The problem is, the gospels don't agree hardly on any two 'facts' about
Jesus. So the claims of the bible are not only unsupported, but
contradictory and thus utterly untrustworthy.
*************************************************
Ludicrous Contradictions in the Gospels.
The Women at the tomb
**************************************************
Mark 16
Three women go to the tomb. The tomb stone
is rolled away and one "young man" is inside
is sitting on the "right side". The women
are fearful, flee the tomb and "tell no man",
"for they were afraid".
Mark 16:8
8: And they went out quickly, and fled from the
sepulchre; for they trembled and were amazed:
neither said they any thing to any man; for they
were afraid.
Matthew 28.
Its two women and they find the tombstone in
place. An earthquake happens, an angel descends,
dramtically rolls the stone away and sits on it.
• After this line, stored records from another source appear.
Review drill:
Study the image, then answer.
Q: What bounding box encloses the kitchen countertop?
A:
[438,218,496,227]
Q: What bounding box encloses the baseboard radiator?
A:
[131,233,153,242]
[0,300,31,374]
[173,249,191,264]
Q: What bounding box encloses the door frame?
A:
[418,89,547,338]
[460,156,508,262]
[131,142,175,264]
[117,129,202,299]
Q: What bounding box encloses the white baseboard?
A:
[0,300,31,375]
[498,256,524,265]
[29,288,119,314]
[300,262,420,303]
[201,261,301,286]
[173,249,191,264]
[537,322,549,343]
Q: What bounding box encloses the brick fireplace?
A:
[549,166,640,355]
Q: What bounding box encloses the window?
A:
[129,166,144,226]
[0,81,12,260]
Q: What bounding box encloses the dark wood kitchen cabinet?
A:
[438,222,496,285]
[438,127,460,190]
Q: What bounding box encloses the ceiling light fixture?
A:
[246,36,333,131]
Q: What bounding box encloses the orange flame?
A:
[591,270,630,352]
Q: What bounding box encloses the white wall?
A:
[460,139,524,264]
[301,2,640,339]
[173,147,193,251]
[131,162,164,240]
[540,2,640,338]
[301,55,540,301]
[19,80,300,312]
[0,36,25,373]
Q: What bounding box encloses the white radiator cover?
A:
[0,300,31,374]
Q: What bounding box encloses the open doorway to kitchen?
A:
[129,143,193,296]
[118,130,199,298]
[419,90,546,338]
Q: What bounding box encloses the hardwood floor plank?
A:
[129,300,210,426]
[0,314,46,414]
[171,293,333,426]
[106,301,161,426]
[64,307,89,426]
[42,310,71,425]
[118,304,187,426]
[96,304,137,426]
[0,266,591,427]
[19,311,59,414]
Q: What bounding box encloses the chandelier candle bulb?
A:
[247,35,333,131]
They meet Jesus and hug his feet.
He tells them to tell the apostles to meet him
in Galilee, which the apostles believe and in fact
do, believing the women.
9: And as they went to tell his disciples, behold,
Jesus met them, saying, All hail. And they came and
held him by the feet, and worshipped him.
10: Then said Jesus unto them, Be not afraid: go tell
my brethren that they go into Galilee, and there shall
they see me.
....
16: Then the eleven disciples went away into Galilee,
into a mountain where Jesus had appointed them.
17: And when they saw him, they worshipped him: but
some doubted.
Luke 21.
Its five or more women, and the tomb is open.
inside they find two men standing. They go
and tell eleven apostles who do not believe
them, thinking their story is an "idle tale".
Luke 24:9-11
9: and returning from the tomb they told all
this to the eleven and to all the rest.
10: Now it was Mary Magdalene and Jo-anna and
Mary the mother of James and the other women
with them who told this to the apostles;
11: but these words seemed to them an idle
tale, and they did not believe them.
John 20.
Only Mary Magdalene goes to the tomb. No other
women. She finds it open and tells two, not
eleven apostles. Who believe her and race each
other to be first to the tomb.
They leave and she goes back and then meets Jesus.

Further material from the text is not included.